Black hole emits a jet at near light speed – tens of times bigger than the Milky Way

Astronomes have snapped a picture of a peculiar jet of material blasting from the supermassive black hole at the center of a distant galaxy.

These jets are pretty much the biggest things we know of in the Universe, some of them being over 100 times bigger than the Milky way. It really looks similar to the afterburn of a fighter jet – except the fighter is a black hole, and this afterburn moves at almost light speed. The picture was photographed using the CSIRO Australia Telescope Compact Array radio telescope in New South Wales, but their origins are still unclear.

“Massive jets like this one have been studied for decades, since the beginning of radio astronomy, but we still don’t understand exactly how they are produced or what they’re made of,” says Dr Leith Godfrey from the International Centre for Radio Astronomy Research.

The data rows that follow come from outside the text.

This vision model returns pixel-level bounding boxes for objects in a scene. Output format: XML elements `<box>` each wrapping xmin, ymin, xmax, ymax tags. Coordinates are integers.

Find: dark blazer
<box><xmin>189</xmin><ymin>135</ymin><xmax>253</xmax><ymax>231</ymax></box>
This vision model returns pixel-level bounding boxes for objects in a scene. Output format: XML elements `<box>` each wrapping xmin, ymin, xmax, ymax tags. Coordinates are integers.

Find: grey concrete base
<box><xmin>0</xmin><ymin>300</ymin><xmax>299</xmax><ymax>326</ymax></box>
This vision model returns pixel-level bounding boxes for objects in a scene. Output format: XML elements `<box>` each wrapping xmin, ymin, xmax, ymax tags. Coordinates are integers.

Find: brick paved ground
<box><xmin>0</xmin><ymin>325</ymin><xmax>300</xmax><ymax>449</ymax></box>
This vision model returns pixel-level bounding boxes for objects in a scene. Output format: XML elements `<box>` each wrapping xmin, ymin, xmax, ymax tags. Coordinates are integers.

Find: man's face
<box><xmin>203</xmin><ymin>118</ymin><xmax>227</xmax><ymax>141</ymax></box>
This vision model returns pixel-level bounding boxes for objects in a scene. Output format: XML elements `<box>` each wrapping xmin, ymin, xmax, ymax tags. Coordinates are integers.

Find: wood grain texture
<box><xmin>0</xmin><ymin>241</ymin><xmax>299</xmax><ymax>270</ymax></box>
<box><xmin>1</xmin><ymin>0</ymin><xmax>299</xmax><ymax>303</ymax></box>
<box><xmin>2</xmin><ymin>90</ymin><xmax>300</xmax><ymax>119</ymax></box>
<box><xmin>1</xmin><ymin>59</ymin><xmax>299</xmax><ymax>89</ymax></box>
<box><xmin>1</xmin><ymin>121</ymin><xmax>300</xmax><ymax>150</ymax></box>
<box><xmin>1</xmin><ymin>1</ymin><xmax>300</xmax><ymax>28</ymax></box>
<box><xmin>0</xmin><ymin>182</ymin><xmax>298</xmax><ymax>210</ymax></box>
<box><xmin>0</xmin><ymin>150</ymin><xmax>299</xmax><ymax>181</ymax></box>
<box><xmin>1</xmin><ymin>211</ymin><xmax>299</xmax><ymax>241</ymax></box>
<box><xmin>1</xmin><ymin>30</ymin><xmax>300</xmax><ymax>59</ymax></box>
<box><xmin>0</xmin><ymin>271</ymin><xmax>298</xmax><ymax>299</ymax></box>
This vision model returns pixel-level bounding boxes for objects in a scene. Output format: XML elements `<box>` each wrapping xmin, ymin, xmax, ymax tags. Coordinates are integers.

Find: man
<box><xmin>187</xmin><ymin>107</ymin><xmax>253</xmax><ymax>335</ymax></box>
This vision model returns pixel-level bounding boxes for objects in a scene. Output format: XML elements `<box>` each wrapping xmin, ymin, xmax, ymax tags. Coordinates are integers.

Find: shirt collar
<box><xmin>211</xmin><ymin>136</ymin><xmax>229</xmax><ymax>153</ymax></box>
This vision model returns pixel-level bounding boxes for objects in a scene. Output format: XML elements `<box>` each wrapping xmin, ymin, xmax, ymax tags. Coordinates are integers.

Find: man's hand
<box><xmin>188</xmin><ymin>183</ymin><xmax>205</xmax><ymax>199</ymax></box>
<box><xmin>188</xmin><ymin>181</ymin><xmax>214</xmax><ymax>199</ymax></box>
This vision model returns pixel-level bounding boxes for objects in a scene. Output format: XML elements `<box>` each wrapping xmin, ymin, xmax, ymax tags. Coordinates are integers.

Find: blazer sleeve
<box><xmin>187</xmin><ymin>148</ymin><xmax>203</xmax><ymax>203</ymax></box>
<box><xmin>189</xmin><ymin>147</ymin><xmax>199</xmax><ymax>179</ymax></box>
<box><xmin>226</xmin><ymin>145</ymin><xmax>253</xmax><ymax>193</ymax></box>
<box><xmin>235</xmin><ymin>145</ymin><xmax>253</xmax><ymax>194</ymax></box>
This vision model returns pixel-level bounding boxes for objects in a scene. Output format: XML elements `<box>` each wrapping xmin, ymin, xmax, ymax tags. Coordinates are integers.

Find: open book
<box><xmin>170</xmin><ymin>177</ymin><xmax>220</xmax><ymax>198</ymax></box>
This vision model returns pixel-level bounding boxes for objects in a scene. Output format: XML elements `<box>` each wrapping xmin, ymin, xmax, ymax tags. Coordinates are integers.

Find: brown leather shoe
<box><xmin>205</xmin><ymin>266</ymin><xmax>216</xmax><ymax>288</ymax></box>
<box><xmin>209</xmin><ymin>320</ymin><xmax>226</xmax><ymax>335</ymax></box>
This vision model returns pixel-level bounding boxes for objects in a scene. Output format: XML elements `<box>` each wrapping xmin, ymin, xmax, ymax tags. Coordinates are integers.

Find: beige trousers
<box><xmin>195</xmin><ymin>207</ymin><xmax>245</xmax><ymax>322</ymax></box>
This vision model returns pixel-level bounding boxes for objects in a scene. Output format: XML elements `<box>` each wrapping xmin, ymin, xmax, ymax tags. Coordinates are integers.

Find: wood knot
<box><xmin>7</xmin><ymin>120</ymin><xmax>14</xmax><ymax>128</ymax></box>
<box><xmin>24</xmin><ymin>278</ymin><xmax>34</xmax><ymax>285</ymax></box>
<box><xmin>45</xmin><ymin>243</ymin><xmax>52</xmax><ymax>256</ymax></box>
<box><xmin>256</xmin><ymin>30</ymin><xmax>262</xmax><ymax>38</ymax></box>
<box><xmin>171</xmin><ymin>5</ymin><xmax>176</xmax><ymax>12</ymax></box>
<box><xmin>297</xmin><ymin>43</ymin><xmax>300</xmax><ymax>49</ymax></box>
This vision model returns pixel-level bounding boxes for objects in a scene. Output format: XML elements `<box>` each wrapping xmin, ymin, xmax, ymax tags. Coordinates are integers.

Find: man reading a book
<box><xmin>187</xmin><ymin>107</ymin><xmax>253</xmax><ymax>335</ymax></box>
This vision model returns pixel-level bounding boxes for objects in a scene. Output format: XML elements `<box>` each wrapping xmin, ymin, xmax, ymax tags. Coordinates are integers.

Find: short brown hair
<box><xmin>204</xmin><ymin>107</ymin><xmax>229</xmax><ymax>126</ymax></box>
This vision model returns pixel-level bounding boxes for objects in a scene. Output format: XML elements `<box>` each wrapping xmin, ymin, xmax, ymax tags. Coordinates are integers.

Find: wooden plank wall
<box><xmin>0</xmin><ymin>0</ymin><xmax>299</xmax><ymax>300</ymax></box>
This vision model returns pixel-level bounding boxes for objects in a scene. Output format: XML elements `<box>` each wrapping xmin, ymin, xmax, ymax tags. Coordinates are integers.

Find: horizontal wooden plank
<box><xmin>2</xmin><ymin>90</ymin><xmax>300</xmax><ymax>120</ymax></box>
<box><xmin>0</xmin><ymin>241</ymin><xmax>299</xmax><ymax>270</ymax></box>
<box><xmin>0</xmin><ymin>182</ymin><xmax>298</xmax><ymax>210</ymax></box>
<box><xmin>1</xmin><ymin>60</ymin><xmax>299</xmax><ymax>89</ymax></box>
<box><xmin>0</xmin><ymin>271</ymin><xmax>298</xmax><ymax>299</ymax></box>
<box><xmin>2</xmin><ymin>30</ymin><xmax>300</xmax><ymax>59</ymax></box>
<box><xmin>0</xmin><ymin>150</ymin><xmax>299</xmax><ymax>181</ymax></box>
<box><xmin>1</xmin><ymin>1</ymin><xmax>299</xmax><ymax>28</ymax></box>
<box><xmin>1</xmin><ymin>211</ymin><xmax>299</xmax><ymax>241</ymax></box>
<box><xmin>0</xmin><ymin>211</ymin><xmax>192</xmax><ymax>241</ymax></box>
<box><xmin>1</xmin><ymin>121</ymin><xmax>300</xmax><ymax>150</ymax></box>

It is believed they stop stars forming in their parent galaxy, limiting how big the galaxies can grow, practically affecting how the Universe looks today. This particular case especially shows us just how little we know about these fantastically large phenomena.

“This new image of the jet shows detail we’ve never seen before and the pattern we revealed provides a clue to how jets like this one work,” says Dr Jim Lovell, a co-author from the University of Tasmania. “This particular jet emits a lot of x-rays, which is hard to explain with our current models. Our new find is a step forward in understanding how these giant objects emit so much x-ray radiation, and indirectly, will help us understand how the jet came to be.”